I’ve been setting off people’s gaydar since I was five and I spent my formative years attending a public school in a small, über-Baptist town in Alabama. I wasn’t just teased—I was terrorized. From middle school through sophomore year, I went to great lengths to avoid having the shit beaten out of me on a regular basis. I searched my school handbook for every loophole that might get me out of gym class and I took every honors course I could. Still, I couldn’t avoid the cafeteria, and when kids would throw food in my hair day after day, I got really good at pretending it was just a recurring accident. I couldn’t avoid shared hallways, but I did learn to avoid the areas that no teachers watched over. I couldn’t avoid going to my locker, but I did learn to access it in record time while keeping an eye out for the latest guy who had threatened to kick my ass.
My house was the last stop on a 45-minute bus route that went through multiple trailer parks. I was usually able to create a buffer between me and the deer-hunting, mullet-sporting guys who hated my faggy guts. I had enough female friends on the bus to keep the bullies a few seats away, but I couldn’t afford for any of them to be out sick. Even a small hole in my fortification could free up a place for the enemy in an adjacent seat.
At the start of my junior year, I made my escape to a magnet boarding school. While the school had no gay-friendly mission statement, it was full of nerdy misfits from around the state. That campus was my own little Israel—a five-acre reparation for the Holocaust that was my public-school education. (Except in the Jewish Holocaust, people were deprived of food and forced to perform manual labor for the very people who hated them, while I was deprived of rigorous foreign-language courses and pressured to go to Wednesday night bible study at the First Baptist Church.)
In the end, I think it’s wise for Chicago’s gay-friendly high school to broaden its mission. A magnet school focused on creating a safe, supportive learning environment through tolerance is something I can wholeheartedly support. In the end, I realize that might not make it much different from most other magnet schools. But I’m o.k. with that because I believe in the importance of magnet schools in general. I know first-hand that magnets can serve as incubators for innovative approaches to education, where the staff are able test experimental policies and new teaching strategies that could prove useful in other schools once they’re refined.

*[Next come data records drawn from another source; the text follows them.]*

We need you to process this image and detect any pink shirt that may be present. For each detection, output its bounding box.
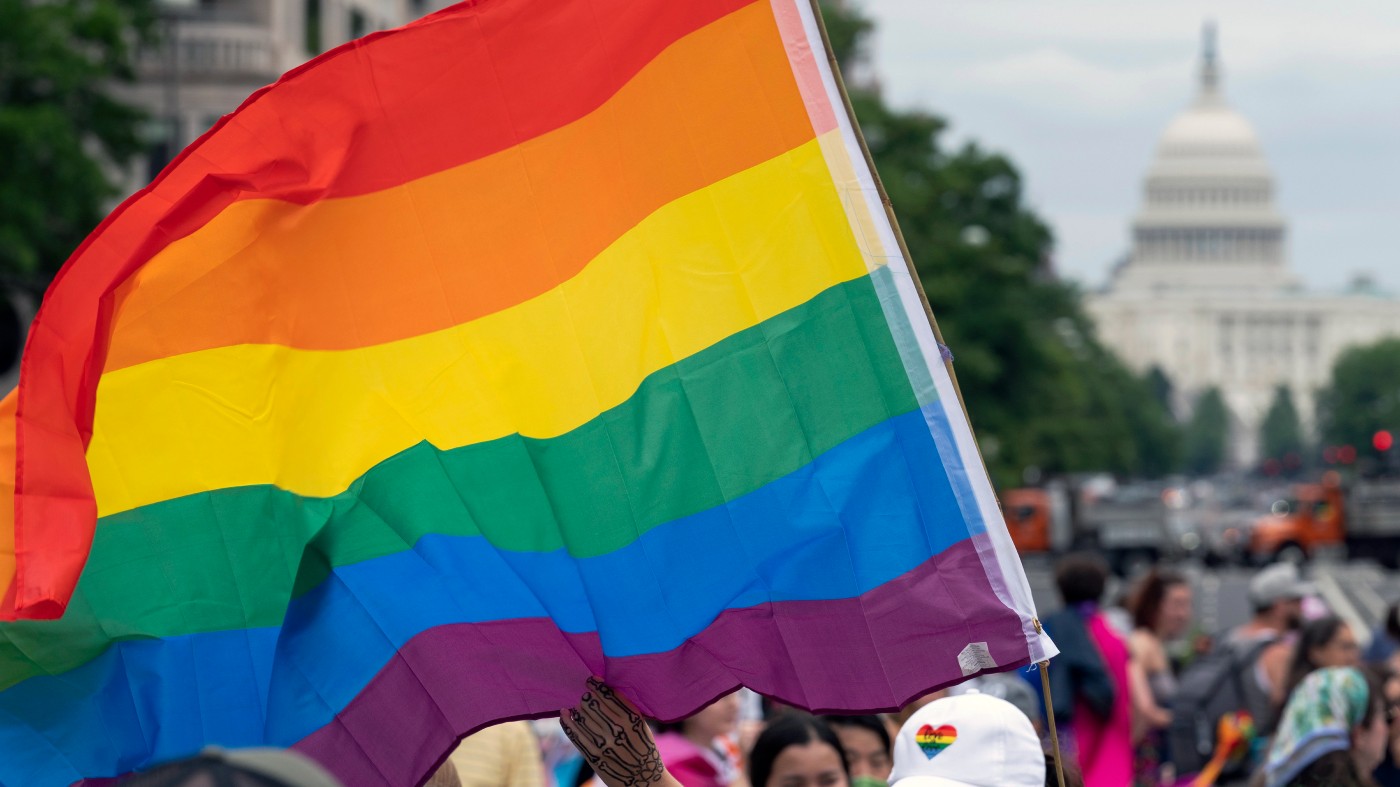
[655,733,733,787]
[1073,613,1134,787]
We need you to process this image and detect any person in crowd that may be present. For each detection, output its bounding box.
[654,693,744,787]
[949,672,1043,735]
[747,714,849,787]
[1038,553,1131,787]
[1367,661,1400,787]
[822,716,891,786]
[1257,666,1388,787]
[1281,616,1363,706]
[889,690,948,731]
[119,747,346,786]
[887,691,1081,787]
[448,721,547,787]
[1042,751,1085,787]
[1126,568,1193,786]
[1366,603,1400,665]
[1229,563,1313,714]
[429,761,468,787]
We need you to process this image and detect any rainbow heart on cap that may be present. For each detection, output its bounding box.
[915,724,957,758]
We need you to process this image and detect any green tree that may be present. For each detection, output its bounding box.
[1259,384,1305,469]
[0,0,154,284]
[1317,338,1400,462]
[1146,365,1175,414]
[1183,387,1231,476]
[819,1,1179,486]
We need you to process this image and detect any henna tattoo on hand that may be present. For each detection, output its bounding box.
[563,678,665,787]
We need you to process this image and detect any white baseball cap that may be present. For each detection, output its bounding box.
[889,692,1044,787]
[1249,562,1316,607]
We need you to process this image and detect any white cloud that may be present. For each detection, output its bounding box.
[945,48,1184,115]
[854,0,1400,289]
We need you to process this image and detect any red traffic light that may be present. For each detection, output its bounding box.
[1375,430,1394,452]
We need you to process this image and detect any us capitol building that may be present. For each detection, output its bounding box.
[1085,26,1400,464]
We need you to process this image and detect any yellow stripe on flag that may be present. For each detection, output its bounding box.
[89,134,874,516]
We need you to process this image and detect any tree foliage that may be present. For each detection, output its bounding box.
[0,0,153,284]
[1145,365,1175,415]
[1183,388,1230,476]
[1259,384,1305,469]
[821,2,1180,486]
[1318,338,1400,461]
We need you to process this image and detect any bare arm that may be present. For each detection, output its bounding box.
[561,678,683,787]
[1259,642,1292,708]
[1127,633,1172,733]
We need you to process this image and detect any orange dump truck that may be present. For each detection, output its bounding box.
[1002,488,1058,554]
[1001,482,1174,573]
[1250,477,1400,567]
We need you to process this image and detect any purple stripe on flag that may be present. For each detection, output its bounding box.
[291,535,1030,787]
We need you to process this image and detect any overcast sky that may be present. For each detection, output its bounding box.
[857,0,1400,291]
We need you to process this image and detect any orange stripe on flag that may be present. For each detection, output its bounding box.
[0,390,16,614]
[103,2,820,369]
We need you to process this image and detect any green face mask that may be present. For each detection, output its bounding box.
[852,776,888,787]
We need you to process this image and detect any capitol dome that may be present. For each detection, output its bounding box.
[1158,101,1262,157]
[1111,22,1292,294]
[1149,24,1271,174]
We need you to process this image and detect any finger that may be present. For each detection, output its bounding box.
[589,678,643,722]
[561,712,585,752]
[574,702,642,768]
[583,680,659,761]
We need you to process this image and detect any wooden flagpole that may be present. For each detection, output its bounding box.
[802,4,1064,785]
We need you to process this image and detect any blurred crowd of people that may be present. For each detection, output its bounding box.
[1039,553,1400,787]
[120,667,1083,787]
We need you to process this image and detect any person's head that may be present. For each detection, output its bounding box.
[1284,616,1362,702]
[892,690,948,729]
[1304,617,1361,670]
[823,716,892,785]
[1264,666,1388,786]
[749,714,850,787]
[1248,562,1313,630]
[889,693,1044,787]
[656,692,741,743]
[1387,602,1400,645]
[947,674,1042,736]
[1128,568,1193,639]
[1054,553,1108,607]
[119,748,344,787]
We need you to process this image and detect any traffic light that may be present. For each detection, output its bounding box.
[1374,430,1394,453]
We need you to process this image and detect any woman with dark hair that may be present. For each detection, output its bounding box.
[1258,667,1388,787]
[1038,552,1131,787]
[748,715,849,787]
[1365,603,1400,664]
[1126,568,1193,785]
[1282,616,1362,707]
[822,716,891,786]
[654,694,743,787]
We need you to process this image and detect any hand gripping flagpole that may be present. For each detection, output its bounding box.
[803,4,1065,786]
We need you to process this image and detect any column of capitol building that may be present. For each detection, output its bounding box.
[1084,23,1400,465]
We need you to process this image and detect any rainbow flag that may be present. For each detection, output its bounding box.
[0,0,1052,783]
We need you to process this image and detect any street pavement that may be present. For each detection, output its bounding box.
[1022,556,1400,644]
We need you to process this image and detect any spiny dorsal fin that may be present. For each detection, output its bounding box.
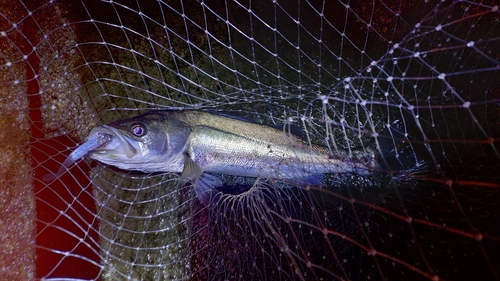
[204,110,308,140]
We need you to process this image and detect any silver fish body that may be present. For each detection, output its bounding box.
[65,110,379,204]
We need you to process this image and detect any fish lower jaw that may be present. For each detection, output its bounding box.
[89,153,138,168]
[89,153,183,174]
[90,150,125,159]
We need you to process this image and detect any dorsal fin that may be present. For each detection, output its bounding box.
[202,110,257,123]
[202,109,308,139]
[271,123,308,140]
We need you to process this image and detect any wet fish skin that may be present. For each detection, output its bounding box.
[85,110,379,204]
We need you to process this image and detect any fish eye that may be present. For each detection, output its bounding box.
[131,123,147,137]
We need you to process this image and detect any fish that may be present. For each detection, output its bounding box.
[46,110,382,205]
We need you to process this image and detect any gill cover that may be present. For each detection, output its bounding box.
[105,112,192,160]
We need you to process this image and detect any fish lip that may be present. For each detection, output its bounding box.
[89,125,138,158]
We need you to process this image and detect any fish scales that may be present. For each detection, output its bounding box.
[187,123,359,180]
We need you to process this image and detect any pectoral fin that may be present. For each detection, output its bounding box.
[180,153,203,184]
[181,154,222,205]
[192,173,222,205]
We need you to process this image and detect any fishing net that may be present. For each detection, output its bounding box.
[1,0,499,280]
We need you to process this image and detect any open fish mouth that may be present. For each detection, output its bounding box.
[89,125,139,158]
[43,125,141,182]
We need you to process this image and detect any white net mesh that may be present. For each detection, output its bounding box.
[1,0,499,280]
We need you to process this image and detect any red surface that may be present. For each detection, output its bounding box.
[21,13,101,280]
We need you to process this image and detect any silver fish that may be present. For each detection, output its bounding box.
[52,110,380,204]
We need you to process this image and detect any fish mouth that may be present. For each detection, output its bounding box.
[88,125,139,158]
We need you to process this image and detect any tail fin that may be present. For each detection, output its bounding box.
[373,120,423,175]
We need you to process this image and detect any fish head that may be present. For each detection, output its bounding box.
[87,112,191,171]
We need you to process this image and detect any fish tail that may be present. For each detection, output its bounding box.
[373,120,424,175]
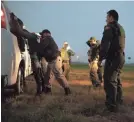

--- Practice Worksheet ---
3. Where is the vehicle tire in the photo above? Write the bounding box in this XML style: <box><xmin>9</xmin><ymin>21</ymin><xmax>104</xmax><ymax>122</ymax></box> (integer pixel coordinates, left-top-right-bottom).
<box><xmin>15</xmin><ymin>67</ymin><xmax>25</xmax><ymax>95</ymax></box>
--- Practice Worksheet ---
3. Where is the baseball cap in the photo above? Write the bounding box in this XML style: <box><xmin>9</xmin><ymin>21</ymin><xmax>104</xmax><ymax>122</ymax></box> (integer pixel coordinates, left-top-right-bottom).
<box><xmin>39</xmin><ymin>29</ymin><xmax>51</xmax><ymax>36</ymax></box>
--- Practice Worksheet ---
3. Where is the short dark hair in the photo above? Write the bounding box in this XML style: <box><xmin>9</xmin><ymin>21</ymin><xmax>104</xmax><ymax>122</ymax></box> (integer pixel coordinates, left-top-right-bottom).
<box><xmin>107</xmin><ymin>10</ymin><xmax>119</xmax><ymax>21</ymax></box>
<box><xmin>40</xmin><ymin>29</ymin><xmax>51</xmax><ymax>35</ymax></box>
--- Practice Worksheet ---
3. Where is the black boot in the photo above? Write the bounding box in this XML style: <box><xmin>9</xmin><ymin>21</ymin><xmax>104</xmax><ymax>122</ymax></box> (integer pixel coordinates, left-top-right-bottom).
<box><xmin>43</xmin><ymin>86</ymin><xmax>52</xmax><ymax>94</ymax></box>
<box><xmin>107</xmin><ymin>105</ymin><xmax>119</xmax><ymax>113</ymax></box>
<box><xmin>64</xmin><ymin>87</ymin><xmax>71</xmax><ymax>96</ymax></box>
<box><xmin>35</xmin><ymin>84</ymin><xmax>42</xmax><ymax>96</ymax></box>
<box><xmin>105</xmin><ymin>102</ymin><xmax>119</xmax><ymax>113</ymax></box>
<box><xmin>95</xmin><ymin>83</ymin><xmax>101</xmax><ymax>88</ymax></box>
<box><xmin>117</xmin><ymin>99</ymin><xmax>123</xmax><ymax>105</ymax></box>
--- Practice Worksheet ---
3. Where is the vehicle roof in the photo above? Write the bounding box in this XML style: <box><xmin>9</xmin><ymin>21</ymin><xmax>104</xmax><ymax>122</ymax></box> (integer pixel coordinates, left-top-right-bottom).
<box><xmin>2</xmin><ymin>1</ymin><xmax>24</xmax><ymax>26</ymax></box>
<box><xmin>2</xmin><ymin>1</ymin><xmax>11</xmax><ymax>15</ymax></box>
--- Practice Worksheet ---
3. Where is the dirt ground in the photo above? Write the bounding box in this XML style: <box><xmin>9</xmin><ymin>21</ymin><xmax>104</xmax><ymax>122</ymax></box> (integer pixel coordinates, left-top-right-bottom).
<box><xmin>1</xmin><ymin>68</ymin><xmax>134</xmax><ymax>122</ymax></box>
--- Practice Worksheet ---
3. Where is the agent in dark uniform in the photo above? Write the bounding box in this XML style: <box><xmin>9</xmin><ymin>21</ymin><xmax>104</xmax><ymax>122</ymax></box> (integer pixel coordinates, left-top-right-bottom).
<box><xmin>10</xmin><ymin>13</ymin><xmax>46</xmax><ymax>95</ymax></box>
<box><xmin>99</xmin><ymin>10</ymin><xmax>125</xmax><ymax>112</ymax></box>
<box><xmin>39</xmin><ymin>30</ymin><xmax>71</xmax><ymax>95</ymax></box>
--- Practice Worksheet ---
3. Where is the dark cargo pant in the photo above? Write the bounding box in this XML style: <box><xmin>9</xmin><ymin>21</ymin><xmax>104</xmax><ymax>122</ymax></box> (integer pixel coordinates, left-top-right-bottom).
<box><xmin>40</xmin><ymin>57</ymin><xmax>51</xmax><ymax>89</ymax></box>
<box><xmin>30</xmin><ymin>53</ymin><xmax>43</xmax><ymax>94</ymax></box>
<box><xmin>42</xmin><ymin>56</ymin><xmax>69</xmax><ymax>88</ymax></box>
<box><xmin>104</xmin><ymin>53</ymin><xmax>125</xmax><ymax>108</ymax></box>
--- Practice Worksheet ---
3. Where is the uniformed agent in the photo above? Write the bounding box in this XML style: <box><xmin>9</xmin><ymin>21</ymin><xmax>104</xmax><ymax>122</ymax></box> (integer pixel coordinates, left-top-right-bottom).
<box><xmin>60</xmin><ymin>42</ymin><xmax>71</xmax><ymax>80</ymax></box>
<box><xmin>39</xmin><ymin>30</ymin><xmax>71</xmax><ymax>96</ymax></box>
<box><xmin>99</xmin><ymin>10</ymin><xmax>125</xmax><ymax>112</ymax></box>
<box><xmin>10</xmin><ymin>14</ymin><xmax>45</xmax><ymax>95</ymax></box>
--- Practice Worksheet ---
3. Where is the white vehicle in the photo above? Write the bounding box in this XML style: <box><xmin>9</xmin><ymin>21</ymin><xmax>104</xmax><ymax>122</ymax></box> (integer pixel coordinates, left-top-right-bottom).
<box><xmin>1</xmin><ymin>1</ymin><xmax>32</xmax><ymax>94</ymax></box>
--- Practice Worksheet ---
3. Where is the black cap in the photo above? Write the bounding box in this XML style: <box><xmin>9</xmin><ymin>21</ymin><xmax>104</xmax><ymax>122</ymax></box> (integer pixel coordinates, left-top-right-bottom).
<box><xmin>39</xmin><ymin>29</ymin><xmax>51</xmax><ymax>36</ymax></box>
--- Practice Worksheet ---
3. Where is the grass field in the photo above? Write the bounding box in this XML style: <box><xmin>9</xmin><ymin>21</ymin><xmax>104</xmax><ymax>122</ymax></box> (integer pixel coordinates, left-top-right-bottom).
<box><xmin>72</xmin><ymin>64</ymin><xmax>134</xmax><ymax>72</ymax></box>
<box><xmin>2</xmin><ymin>64</ymin><xmax>134</xmax><ymax>122</ymax></box>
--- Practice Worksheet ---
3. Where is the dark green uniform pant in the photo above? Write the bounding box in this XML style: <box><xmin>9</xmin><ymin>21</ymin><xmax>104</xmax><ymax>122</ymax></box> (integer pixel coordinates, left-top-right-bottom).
<box><xmin>30</xmin><ymin>53</ymin><xmax>44</xmax><ymax>94</ymax></box>
<box><xmin>104</xmin><ymin>53</ymin><xmax>125</xmax><ymax>108</ymax></box>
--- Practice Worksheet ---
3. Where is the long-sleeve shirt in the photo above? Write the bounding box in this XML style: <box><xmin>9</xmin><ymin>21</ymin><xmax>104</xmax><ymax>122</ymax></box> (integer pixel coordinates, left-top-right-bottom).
<box><xmin>39</xmin><ymin>36</ymin><xmax>60</xmax><ymax>62</ymax></box>
<box><xmin>99</xmin><ymin>24</ymin><xmax>113</xmax><ymax>61</ymax></box>
<box><xmin>99</xmin><ymin>21</ymin><xmax>125</xmax><ymax>61</ymax></box>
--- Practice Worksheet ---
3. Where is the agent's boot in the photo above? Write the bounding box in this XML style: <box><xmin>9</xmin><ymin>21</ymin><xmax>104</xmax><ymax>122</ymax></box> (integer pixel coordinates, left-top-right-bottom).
<box><xmin>105</xmin><ymin>102</ymin><xmax>119</xmax><ymax>113</ymax></box>
<box><xmin>64</xmin><ymin>87</ymin><xmax>71</xmax><ymax>96</ymax></box>
<box><xmin>107</xmin><ymin>105</ymin><xmax>119</xmax><ymax>113</ymax></box>
<box><xmin>35</xmin><ymin>84</ymin><xmax>42</xmax><ymax>96</ymax></box>
<box><xmin>43</xmin><ymin>86</ymin><xmax>52</xmax><ymax>95</ymax></box>
<box><xmin>95</xmin><ymin>83</ymin><xmax>101</xmax><ymax>88</ymax></box>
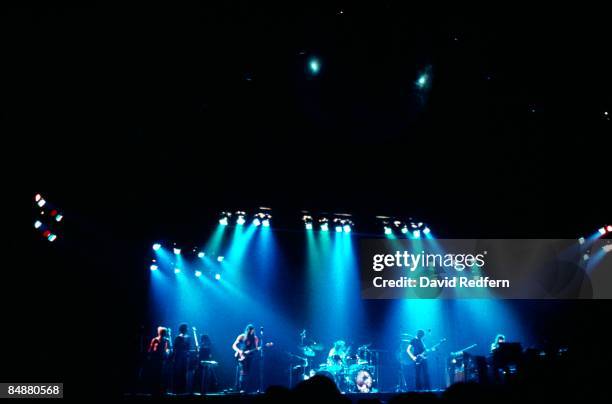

I believe there isn’t a one-size-fits-all solution to the problems that currently plague public schools. Different students have different needs that specialized schools are better equipped to address. I’d love to see all schools adopt zero-tolerance policies on bullying and affirm in writing that they do not allow discrimination or harassment on the basis of sexual orientation. But in the mean time, there are kids who face serious challenges if they’re forced to remain in their current schools—and I’m not just talking about the kids who face the serious challenge of an atomic wedgie or a lemon swirly. I’m talking about kids who might drop out or kill themselves because they feel completely alone or fear for their safety. I’m talking about kids who will struggle to accept themselves for years or decades because they never heard they might be fine just the way they are.
I don’t believe that these kids need to suffer because it builds character and prepares them for the real world. (In the real world, my boss doesn’t pull my pants down at a meeting and write butt pirate on my forehead with a Sharpie.) At the same time, I don’t think it’s necessary to create a school just for gay kids, and I realize that even a school for gay kids can’t protect children from the social traumas of adolescence. However, I do think school shouldn’t make anyone want to die. For now, I think magnet schools offer the most immediate solution to ensure that kids don’t fall through the cracks because they don’t fit in. Of course, I’m also open to subsidizing gangs of teenage drag-queens who offer protection in exchange for sequins and acrylic nails.